Le problème des « instructions spéciales »

  • Le mandat interdisait aux agents du FBI toute « perquisition ou saisie criminelle » du contenu des coffres-forts, mais les « instructions supplémentaires » rédigées par l’agent spécial chargé de l’opération leur demandaient de chercher de l’argent liquide et de noter tout ce qui pouvait indiquer qu’il s’agissait du produit d’un crime.
  • Le juge Milan D. Smith Jr. a écrit qu’il est « particulièrement problématique » que le gouvernement n’ait pas été en mesure de fournir un principe limitatif quant à l’ampleur qu’une « inspection d’inventaire » peut prendre.
  • Le juge Smith théorise que si le gouvernement dispose du pouvoir discrétionnaire de créer une politique d’inventaire sur mesure, alors cette fouille ne ressemble plus à un simple « inventaire » destiné à protéger des biens, mais à une enquête pénale visant un véhicule ou une personne en particulier.

Les actions du FBI et leurs conséquences juridiques

  • Le FBI a levé tout doute sur le fait qu’il avait procédé à une « perquisition ou saisie criminelle » en utilisant les informations trouvées à l’intérieur des coffres pour obtenir des mandats supplémentaires et ouvrir de nouvelles enquêtes.
  • Le tribunal a estimé que le FBI avait violé les droits garantis par le quatrième amendement de centaines de détenteurs de coffres-forts et affirme que cette affaire devrait attirer une nouvelle attention sur la réforme fédérale des lois sur la confiscation.
  • Un porte-parole du FBI a refusé de commenter la décision et a renvoyé l’affaire au bureau du procureur des États-Unis, qui n’a pas répondu à la demande de commentaire.
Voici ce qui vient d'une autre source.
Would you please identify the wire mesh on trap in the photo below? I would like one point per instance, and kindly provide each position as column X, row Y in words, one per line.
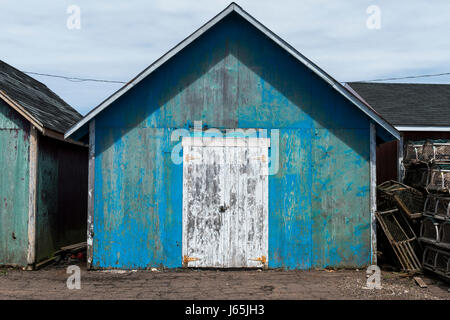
column 437, row 206
column 401, row 237
column 427, row 151
column 416, row 175
column 429, row 231
column 439, row 178
column 437, row 260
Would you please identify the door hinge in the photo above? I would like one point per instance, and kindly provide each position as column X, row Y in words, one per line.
column 191, row 157
column 262, row 259
column 261, row 158
column 187, row 259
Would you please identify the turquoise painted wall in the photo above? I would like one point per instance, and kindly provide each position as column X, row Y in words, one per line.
column 233, row 77
column 14, row 184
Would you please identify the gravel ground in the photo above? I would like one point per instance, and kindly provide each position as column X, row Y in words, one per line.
column 50, row 283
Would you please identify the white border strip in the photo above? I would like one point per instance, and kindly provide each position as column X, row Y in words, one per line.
column 225, row 142
column 412, row 128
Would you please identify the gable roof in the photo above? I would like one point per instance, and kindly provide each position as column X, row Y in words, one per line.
column 33, row 100
column 408, row 104
column 233, row 7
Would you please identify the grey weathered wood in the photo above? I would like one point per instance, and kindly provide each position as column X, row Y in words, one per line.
column 33, row 167
column 91, row 182
column 373, row 192
column 225, row 204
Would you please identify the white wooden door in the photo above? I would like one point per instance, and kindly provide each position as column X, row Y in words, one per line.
column 225, row 202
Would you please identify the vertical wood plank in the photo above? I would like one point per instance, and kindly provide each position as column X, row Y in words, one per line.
column 32, row 196
column 91, row 183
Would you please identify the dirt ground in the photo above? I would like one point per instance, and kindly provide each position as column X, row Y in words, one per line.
column 50, row 283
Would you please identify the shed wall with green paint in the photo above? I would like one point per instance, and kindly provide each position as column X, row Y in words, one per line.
column 233, row 76
column 14, row 184
column 61, row 192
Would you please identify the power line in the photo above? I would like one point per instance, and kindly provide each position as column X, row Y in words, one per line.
column 407, row 77
column 77, row 79
column 73, row 79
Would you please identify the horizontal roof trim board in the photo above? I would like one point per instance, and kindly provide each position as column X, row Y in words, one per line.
column 35, row 101
column 413, row 128
column 21, row 111
column 226, row 142
column 235, row 8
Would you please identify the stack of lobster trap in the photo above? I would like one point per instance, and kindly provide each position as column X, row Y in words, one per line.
column 427, row 168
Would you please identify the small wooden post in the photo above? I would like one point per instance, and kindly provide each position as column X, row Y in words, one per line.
column 33, row 167
column 91, row 182
column 373, row 192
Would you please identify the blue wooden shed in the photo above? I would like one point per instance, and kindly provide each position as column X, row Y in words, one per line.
column 232, row 150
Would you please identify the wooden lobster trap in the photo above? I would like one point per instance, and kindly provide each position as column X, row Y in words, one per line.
column 439, row 179
column 437, row 206
column 437, row 261
column 409, row 200
column 416, row 175
column 401, row 238
column 426, row 151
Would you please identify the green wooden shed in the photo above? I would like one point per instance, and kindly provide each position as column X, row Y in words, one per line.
column 43, row 178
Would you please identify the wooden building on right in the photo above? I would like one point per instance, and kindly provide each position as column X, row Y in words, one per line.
column 418, row 111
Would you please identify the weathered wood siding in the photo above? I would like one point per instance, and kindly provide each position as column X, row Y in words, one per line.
column 233, row 77
column 14, row 183
column 61, row 213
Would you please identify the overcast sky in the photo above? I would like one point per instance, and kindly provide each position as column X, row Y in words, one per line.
column 118, row 39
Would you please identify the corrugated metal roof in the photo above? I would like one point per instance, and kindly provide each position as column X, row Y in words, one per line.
column 408, row 104
column 38, row 101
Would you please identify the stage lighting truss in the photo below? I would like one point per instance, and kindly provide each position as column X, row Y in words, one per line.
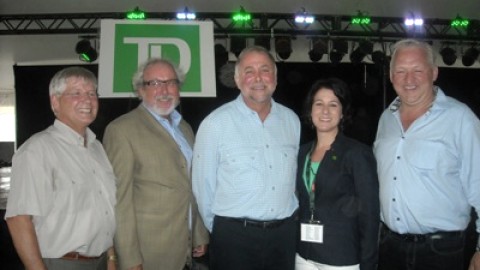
column 85, row 51
column 385, row 28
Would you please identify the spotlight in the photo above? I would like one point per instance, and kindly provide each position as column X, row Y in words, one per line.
column 136, row 14
column 319, row 48
column 361, row 19
column 242, row 16
column 237, row 44
column 283, row 47
column 186, row 15
column 460, row 22
column 302, row 17
column 339, row 49
column 449, row 56
column 413, row 21
column 85, row 51
column 470, row 56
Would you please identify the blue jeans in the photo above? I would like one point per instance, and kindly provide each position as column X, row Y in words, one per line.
column 424, row 253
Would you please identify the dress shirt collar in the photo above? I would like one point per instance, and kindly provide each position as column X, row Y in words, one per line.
column 175, row 116
column 71, row 136
column 395, row 105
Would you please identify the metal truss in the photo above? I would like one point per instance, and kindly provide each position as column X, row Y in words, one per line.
column 381, row 28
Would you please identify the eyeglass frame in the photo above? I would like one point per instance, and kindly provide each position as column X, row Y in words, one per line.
column 160, row 83
column 78, row 94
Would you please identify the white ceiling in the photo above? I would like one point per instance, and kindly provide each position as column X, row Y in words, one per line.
column 442, row 9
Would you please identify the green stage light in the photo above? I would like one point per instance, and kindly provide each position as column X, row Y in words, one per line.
column 242, row 16
column 361, row 19
column 136, row 14
column 459, row 22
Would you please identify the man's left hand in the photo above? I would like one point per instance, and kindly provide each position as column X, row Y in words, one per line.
column 475, row 262
column 200, row 250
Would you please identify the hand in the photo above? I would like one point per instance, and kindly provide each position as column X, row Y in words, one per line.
column 199, row 251
column 475, row 262
column 111, row 265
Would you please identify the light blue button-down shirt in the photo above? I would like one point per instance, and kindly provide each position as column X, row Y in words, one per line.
column 243, row 167
column 429, row 174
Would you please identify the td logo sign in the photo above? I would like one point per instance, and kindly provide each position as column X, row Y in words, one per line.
column 127, row 44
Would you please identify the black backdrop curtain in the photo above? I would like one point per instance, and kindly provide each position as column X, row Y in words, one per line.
column 369, row 84
column 33, row 111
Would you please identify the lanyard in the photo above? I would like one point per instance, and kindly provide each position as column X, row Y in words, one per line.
column 309, row 175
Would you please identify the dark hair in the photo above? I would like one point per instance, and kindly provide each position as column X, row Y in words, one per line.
column 340, row 90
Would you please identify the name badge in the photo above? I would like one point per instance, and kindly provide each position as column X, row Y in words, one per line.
column 311, row 232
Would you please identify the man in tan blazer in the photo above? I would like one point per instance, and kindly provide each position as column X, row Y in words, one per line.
column 150, row 148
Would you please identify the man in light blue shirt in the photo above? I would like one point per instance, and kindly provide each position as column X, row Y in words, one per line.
column 244, row 165
column 427, row 150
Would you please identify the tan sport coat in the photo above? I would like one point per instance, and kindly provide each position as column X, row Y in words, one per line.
column 154, row 193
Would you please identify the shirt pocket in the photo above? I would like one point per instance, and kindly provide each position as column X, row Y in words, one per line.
column 242, row 168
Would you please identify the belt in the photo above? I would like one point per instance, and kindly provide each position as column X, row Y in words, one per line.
column 78, row 256
column 420, row 238
column 257, row 223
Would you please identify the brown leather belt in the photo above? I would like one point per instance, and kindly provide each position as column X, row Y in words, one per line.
column 78, row 256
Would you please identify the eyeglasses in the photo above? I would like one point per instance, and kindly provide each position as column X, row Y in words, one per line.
column 78, row 95
column 160, row 83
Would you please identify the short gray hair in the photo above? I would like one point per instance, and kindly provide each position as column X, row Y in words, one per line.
column 410, row 42
column 137, row 80
column 257, row 49
column 58, row 83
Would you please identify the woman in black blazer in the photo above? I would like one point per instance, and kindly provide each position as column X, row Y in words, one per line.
column 337, row 187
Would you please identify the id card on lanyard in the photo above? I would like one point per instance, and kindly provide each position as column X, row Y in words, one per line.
column 311, row 231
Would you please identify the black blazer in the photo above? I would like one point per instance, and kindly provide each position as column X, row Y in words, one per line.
column 346, row 202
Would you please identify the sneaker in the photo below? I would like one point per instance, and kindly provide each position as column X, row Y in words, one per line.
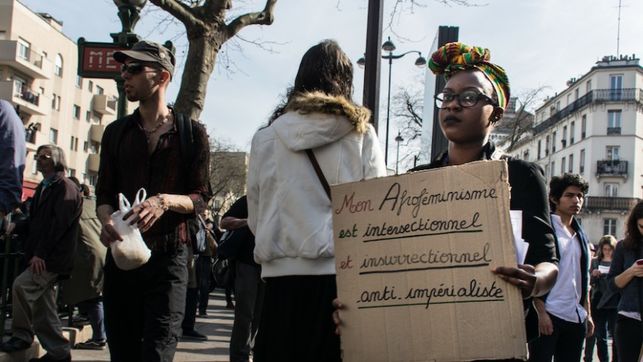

Publication des documents judiciaires et impact

  • En août 2021, le tribunal de district a révélé les détails de la phase de planification du raid que le FBI avait tenté de dissimuler, exposant ainsi son plan.
  • Les documents ont révélé que le FBI prévoyait d’utiliser une procédure de confiscation civile pour le contenu des coffres-forts, mais n’avait pas fourni cette information au juge ayant délivré le mandat.
  • Le juge de district R. Gary Klausner a estimé que le gouvernement s’attendait, ou espérait, trouver des preuves criminelles pendant l’inventaire, tout en jugeant que les actes du FBI entraient dans le cadre du quatrième amendement.
  • La cour d’appel a conclu que la conclusion de Klausner était erronée et a renvoyé l’affaire devant le tribunal de district.

L’avis de GN⁺

  • Cette affaire rappelle aux Américains pourquoi le quatrième amendement reste important aujourd’hui.
  • Les actions du FBI ont dépassé les limites juridiques destinées à protéger la vie privée et les droits de propriété des individus, soulignant que le pouvoir doit être exercé dans le cadre de la loi.
  • Cette décision restera comme un cas important sur la manière dont les forces de l’ordre américaines doivent respecter les procédures légales et sur la façon dont les droits des citoyens doivent être protégés.